= Recognition of same-sex unions in Zambia =

SSM

Zambia does not recognize same-sex marriages or civil unions. The Marriage Act does not provide for the recognition of same-sex unions.

==Legal history==
===Background===
Same-sex sexual relations are outlawed in Zambia under a colonial-era law inherited when Zambia was a protectorate of the British Empire. This law, which Zambia retained upon independence, stipulates a penalty of fourteen years' imprisonment for consensual, private sexual relations between people of the same sex, and has resulted in numerous arrests and imprisonments.
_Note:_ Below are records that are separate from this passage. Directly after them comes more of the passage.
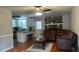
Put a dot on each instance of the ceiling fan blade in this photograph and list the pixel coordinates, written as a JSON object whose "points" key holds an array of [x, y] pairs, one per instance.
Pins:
{"points": [[47, 10]]}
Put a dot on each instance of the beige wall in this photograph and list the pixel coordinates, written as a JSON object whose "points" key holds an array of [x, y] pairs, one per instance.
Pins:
{"points": [[66, 21], [75, 21], [6, 35], [5, 21]]}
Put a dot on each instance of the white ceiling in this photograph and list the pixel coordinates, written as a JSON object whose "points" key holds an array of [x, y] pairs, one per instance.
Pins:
{"points": [[29, 10]]}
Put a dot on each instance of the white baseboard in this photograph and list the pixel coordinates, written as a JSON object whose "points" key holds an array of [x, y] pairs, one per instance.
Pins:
{"points": [[7, 49], [6, 42]]}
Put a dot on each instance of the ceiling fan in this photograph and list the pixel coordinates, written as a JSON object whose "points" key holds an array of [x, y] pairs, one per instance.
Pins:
{"points": [[41, 9]]}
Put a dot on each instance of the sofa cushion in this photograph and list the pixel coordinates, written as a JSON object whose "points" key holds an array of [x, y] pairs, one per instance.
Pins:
{"points": [[64, 43]]}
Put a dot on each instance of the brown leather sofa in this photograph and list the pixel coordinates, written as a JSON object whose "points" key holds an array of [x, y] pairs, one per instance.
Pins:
{"points": [[52, 35]]}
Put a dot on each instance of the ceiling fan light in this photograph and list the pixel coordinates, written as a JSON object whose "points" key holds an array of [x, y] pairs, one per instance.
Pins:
{"points": [[38, 14], [37, 9]]}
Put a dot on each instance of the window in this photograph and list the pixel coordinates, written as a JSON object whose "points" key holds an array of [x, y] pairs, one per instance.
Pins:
{"points": [[20, 22], [14, 23], [23, 23], [39, 25]]}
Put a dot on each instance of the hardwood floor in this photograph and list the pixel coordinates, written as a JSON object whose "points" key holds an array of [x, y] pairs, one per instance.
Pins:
{"points": [[21, 47]]}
LGBT rights are greatly restricted in the country, with gays and lesbians experiencing severe societal and legal discrimination.

===Restrictions===

Same-sex sexual activity legal

Same-sex sexual activity illegal

The Marriage Act (Chapter 50; Ifunde lya Cupo; Lamulo la Maukwati; Mulawo wa Lukwatano; Mulao wa Linyalo; Mizhilo ya Masongola; Jishimbi ja Kulimbata; Nshimbi ya Maluwi) does not expressly forbid same-sex marriages and does not contain a definition of marriage, but it generally refers to married spouses as "husband" and "wife". In 2006, Home Affairs Minister Ronnie Shikapwasha said that Zambia would "never" legalise same-sex marriage, calling it a "sin" that goes against the country's Christian values.
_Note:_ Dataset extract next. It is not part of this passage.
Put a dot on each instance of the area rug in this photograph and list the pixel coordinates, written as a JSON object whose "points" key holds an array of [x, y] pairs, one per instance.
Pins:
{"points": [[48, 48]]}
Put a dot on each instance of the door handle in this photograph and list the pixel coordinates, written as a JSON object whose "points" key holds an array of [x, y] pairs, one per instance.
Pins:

In February 2010, the Zambian National Constitutional Conference (NCC), a forum established in 2007 to debate, examine, and adopt proposals to amend the Constitution of Zambia, unanimously agreed to adopt a clause to expressly forbid marriage between people of the same sex. The forum proposed to add a constitutional provision that "a person who is eighteen years of age or older has the right to freely choose a spouse of the opposite sex and marry". The measure was supported by Minister for the Southern Province Daniel Munkombwe, who during testimony also incorrectly stated that homosexuality did not exist in non-human animals. Foreign Minister Kabinga Pande also expressed support for the clause, stating, "I think let's adopt this clause in view of what's happening in the world. We have people in some other countries that think that same sex marriage is a right. If we are not clear on this one, the same situation could come down to this country some day. It's a very progressive clause that I urge all to support." However, the clause was not passed into law. The most recent modifications to the Constitution, which were assented by President Edgar Lungu on 5 January 2016, did not contain this clause. The Constitution does not contain any provision on marriage and does not explicitly forbid marriages between people of the same sex.
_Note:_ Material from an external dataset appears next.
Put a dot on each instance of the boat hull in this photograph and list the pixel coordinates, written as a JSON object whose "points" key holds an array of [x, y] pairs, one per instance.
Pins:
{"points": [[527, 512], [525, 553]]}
==Historical and customary recognition==
While many modern-day Zambian cultures historically practiced polygamy, there are no records of same-sex marriages being performed in local cultures in the way they are commonly defined in Western legal systems. However, there is evidence for identities and behaviours that may be placed on the LGBT spectrum. Luvale culture traditionally recognized "powerful diviner and medicine men" known as jimbandaa, who were "reputed to gain [their] powers by ritual sodomy". The jimbandaa "dress[ed], [sat], and [spoke] like women, and married men just as if they were women". This practice gradually disappeared with modernization and the introduction of Western culture and homophobia to Zambia during colonisation.

==Religious performance==
The Catholic Church opposes same-sex marriage and does not allow its priests to officiate at such marriages. In December 2023, the Holy See published Fiducia supplicans, a declaration allowing Catholic priests to bless couples who are not considered to be married according to church teaching, including the blessing of same-sex couples. The Zambia Conference of Catholic Bishops issued the following statement on 20 December, "In order to avoid any pastoral confusion and ambiguity as well as not to break the law of our country which forbids same sex unions and activities, and while listening to our cultural heritage which does not accept same sex relationships, the Conference guides that the declaration from the Dicastery for the Doctrine of the Faith of December 18th 2023 concerning the blessing of same-sex couples be taken as for further reflection and not for implementation in Zambia."

The Church of the Province of Central Africa, part of the Anglican Communion, holds that "marriage, by divine institution, is a lifelong and exclusive union and partnership between one man and one woman". The Reformed Church in Zambia (RCZ) has not taken a stance on same-sex marriage, but the Dutch Reformed Church in South Africa (NGK), which the RCZ was founded from, has a complex history on the issue and voted in favour of blessing same-sex unions in 2015.